Dillo not rendering HTML with comments before <!DOCTYPE>

Kevin Koster

April 20, 2024

4 a.m.

This problem was present in 3.0.5 as well as in 3.1.0-rc1. URL: http://www.lemis.com/ CSS: enabled or disabled Summary: Won't render HTML with comments before <!DOCTYPE>. Pages on this website aren't rendered, just displayed as source code. Although they are XHTML, this doesn't appear to be due to this bug: https://bugs.debian.org/cgi-bin/bugreport.cgi?bug=1036382 If I save the file as lemis.xhtml and remove the two comment lines before the <!DOCTYPE> declaration, then it renders when I load it with file:// or http://, otherwise it doesn't. My reading is that comments there are valid for HTML 4 (which is declared in the page's <!DOCTYPE>) since the standard says: White space (spaces, newlines, tabs, and comments) may appear before or after each section. https://www.w3.org/TR/html401/struct/global.html#h-7.1

Show replies by date

Rodrigo Arias

April 2024

12:35 p.m.

Hi, On Sat, Apr 20, 2024 at 02:00:05PM +1000, Kevin Koster wrote:

...

This problem was present in 3.0.5 as well as in 3.1.0-rc1.

URL: http://www.lemis.com/ CSS: enabled or disabled Summary: Won't render HTML with comments before <!DOCTYPE>. Pages on this website aren't rendered, just displayed as source code. Although they are XHTML, this doesn't appear to be due to this bug: https://bugs.debian.org/cgi-bin/bugreport.cgi?bug=1036382 If I save the file as lemis.xhtml and remove the two comment lines before the <!DOCTYPE> declaration, then it renders when I load it with file:// or http://, otherwise it doesn't.

My reading is that comments there are valid for HTML 4 (which is declared in the page's <!DOCTYPE>) since the standard says: White space (spaces, newlines, tabs, and comments) may appear before or after each section. https://www.w3.org/TR/html401/struct/global.html#h-7.1

Yeah, the current detection mechanism in Dillo for content types is not very good. It searches for the doctype line at the beginning of the document[1] but it doesn't handle comments. [1]:https://github.com/dillo-browser/dillo/blob/v3.1.0-rc1/src/misc.c#L148 We should rely on the Content-Type provided by the server, or at least improve the detection. Best, Rodrigo.

Rodrigo Arias

9:29 p.m.

Hi, On Sat, Apr 20, 2024 at 02:35:10PM +0200, Rodrigo Arias wrote:

...

Hi,

On Sat, Apr 20, 2024 at 02:00:05PM +1000, Kevin Koster wrote:

...
This problem was present in 3.0.5 as well as in 3.1.0-rc1.

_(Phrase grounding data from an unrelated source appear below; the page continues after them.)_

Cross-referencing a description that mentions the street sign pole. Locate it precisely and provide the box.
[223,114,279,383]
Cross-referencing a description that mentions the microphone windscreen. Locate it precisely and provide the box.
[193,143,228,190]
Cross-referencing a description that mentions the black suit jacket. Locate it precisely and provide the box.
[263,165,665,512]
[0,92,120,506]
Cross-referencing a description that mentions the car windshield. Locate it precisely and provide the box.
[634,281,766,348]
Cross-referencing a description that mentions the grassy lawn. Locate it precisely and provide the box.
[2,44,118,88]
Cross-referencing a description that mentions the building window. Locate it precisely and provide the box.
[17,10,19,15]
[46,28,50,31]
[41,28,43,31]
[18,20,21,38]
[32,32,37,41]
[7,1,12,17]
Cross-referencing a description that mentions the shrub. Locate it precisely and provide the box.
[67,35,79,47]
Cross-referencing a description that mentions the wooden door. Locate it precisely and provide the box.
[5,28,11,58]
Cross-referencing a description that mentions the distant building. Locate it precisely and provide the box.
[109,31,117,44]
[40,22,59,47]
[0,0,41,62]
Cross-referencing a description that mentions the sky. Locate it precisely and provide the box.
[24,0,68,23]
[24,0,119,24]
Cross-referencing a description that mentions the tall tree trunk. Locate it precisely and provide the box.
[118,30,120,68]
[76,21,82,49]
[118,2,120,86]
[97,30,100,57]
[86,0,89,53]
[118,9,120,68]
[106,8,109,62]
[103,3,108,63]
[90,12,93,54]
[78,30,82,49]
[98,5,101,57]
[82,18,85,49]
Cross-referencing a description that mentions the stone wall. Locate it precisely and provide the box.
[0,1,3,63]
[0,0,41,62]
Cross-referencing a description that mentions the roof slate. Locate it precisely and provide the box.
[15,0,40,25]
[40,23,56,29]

URL: http://www.lemis.com/ CSS: enabled or disabled Summary: Won't render HTML with comments before <!DOCTYPE>. Pages on this website aren't rendered, just displayed as source code. Although they are XHTML, this doesn't appear to be due to this bug: https://bugs.debian.org/cgi-bin/bugreport.cgi?bug=1036382 If I save the file as lemis.xhtml and remove the two comment lines before the <!DOCTYPE> declaration, then it renders when I load it with file:// or http://, otherwise it doesn't.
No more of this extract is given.